Like Father Like Son--It appears that W comes by "dishonesty" honesty. Tje Bush Sr's foreign policy also drove oil prices higher and they both illegally circumvented the Congress of the United States and defied our constitution checks and balances. So many atrocities have been committed in their pursuit to raise oil prices...(My emphasis is in bold.)


Read it here in a reprint of a Top Ten Censored Story of 1987

Vice President George Bush's acknowledged support for theill-fated secret arms shipments to Iran has been interpreted asevidence of his loyalty to the policies of President Reagan.
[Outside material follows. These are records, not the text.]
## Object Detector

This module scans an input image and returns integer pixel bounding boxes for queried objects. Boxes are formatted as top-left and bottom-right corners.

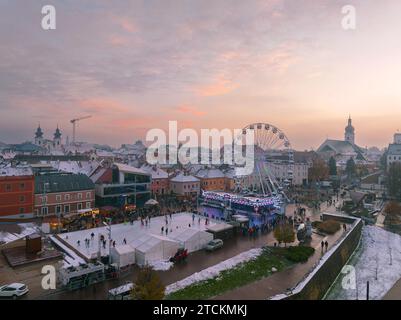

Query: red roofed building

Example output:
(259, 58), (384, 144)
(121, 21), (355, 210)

(0, 166), (35, 221)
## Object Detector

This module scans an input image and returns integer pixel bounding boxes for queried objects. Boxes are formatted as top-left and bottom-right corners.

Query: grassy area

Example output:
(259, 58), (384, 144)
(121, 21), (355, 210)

(312, 220), (341, 234)
(165, 248), (293, 300)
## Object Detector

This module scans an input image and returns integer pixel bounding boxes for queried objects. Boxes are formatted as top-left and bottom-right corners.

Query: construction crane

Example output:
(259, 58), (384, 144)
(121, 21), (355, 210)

(70, 116), (92, 144)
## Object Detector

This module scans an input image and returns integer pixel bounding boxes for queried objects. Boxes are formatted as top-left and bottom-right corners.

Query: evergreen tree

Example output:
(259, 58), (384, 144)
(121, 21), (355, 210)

(131, 266), (166, 300)
(274, 223), (295, 246)
(387, 162), (401, 198)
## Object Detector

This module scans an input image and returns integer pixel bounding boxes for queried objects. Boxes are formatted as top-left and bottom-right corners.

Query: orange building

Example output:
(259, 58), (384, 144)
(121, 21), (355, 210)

(0, 167), (35, 221)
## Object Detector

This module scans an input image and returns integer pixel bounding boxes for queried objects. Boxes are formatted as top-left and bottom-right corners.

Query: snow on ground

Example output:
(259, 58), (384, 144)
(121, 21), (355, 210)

(50, 236), (86, 268)
(59, 212), (222, 259)
(0, 223), (39, 244)
(166, 248), (263, 294)
(150, 261), (174, 271)
(326, 226), (401, 300)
Now, however,
other evidence suggests that Bush, far more than President Reagan, promoted the Iran initiative, took part in key negotiations, and conferred upon Oliver North the secret powers necessary to carry it out.
It also has been charged that Bush actively promoted the Iran
arms sales because of an economic motive the president did not share -- the desire to stabilize the dropping oil prices in 1986.

Peter Dale Scott, co-author of THE IRAN CONTRA CONNECTION and
former senior fellow at the International Center for Development
Policy in Washington, suggests that Bush's primary concern in early
1986 was to stabilize falling crude oil prices by promoting a common
price policy between the United States and the oil producers of the
Persian Gulf, including, above all, Iran and Saudi Arabia.

Further, Scott says,
the interest in higher oil prices was an
explicit goal in some of Oliver North's secret arms negotiations with the Iranians. The price of oil reflected the concerns of Bush, a former Texas oilman, rather than of Reagan, a free market advocate.


Scott traces Bush's involvement back to the January 17, 1986,
meeting of the president's national security advisers at which the
president signed the controversial finding which authorized the arms
sales. The meeting was attended only by Bush and three other known
supporters of the arms sales intiative -- Chief of Staff Donald
Regan, National Security Adviser John Poindexter, and Poindexter's
deputy Donald Fortier.

As the Iran-Contra Select Committee Report points out, Secretary
of State George Schultz and Secretary of Defense Caspar Weinberger
were deliberately kept in the dark about the trip North took with
Robert McFarlane to Tehran three months later. Yet Bush not only knew
of the trip but he helped in scheduling it. In a little-noticed
message of Aril 4, 1986, Poindexter told North that, "If we can manage
it, the VP would appreciate it if the Iran trip did not take place
until the VP leaves Saudi Arabia. If that screws up planning too much,
then he will uderstand that we can't do it." The request was honored;
the McFarlane-North trip took place a month after Bush returned from
Saudi Arabia.

Bush's mission to Saudi Arabia was to persuade leaders of that
country to help stabilize oil prices then rapidly falling to under $10
a barrel. His trip was successful; Saudi Arabia King Fahd received
the Iranian petroleum minister in the autumn of l986 and the two
countries agreed to OPEC arrangements for boosting oil prices to $18 a
barrel. The $18 price brought economic relief to oil-producing states like Texas which were the key to Bush's political base.

After the arms sale became public, oil industry sources commented
that McFarlane and Poindexter understood the connection between a
strong domestic oil industry and national security better than most
others in the administration.

SOURCE: PACIFIC NEWS SERVICE, 12/21/87, "Bush had oil policy
interest in promoting Iran arms deals," by Peter Dale Scott, pp 1-4.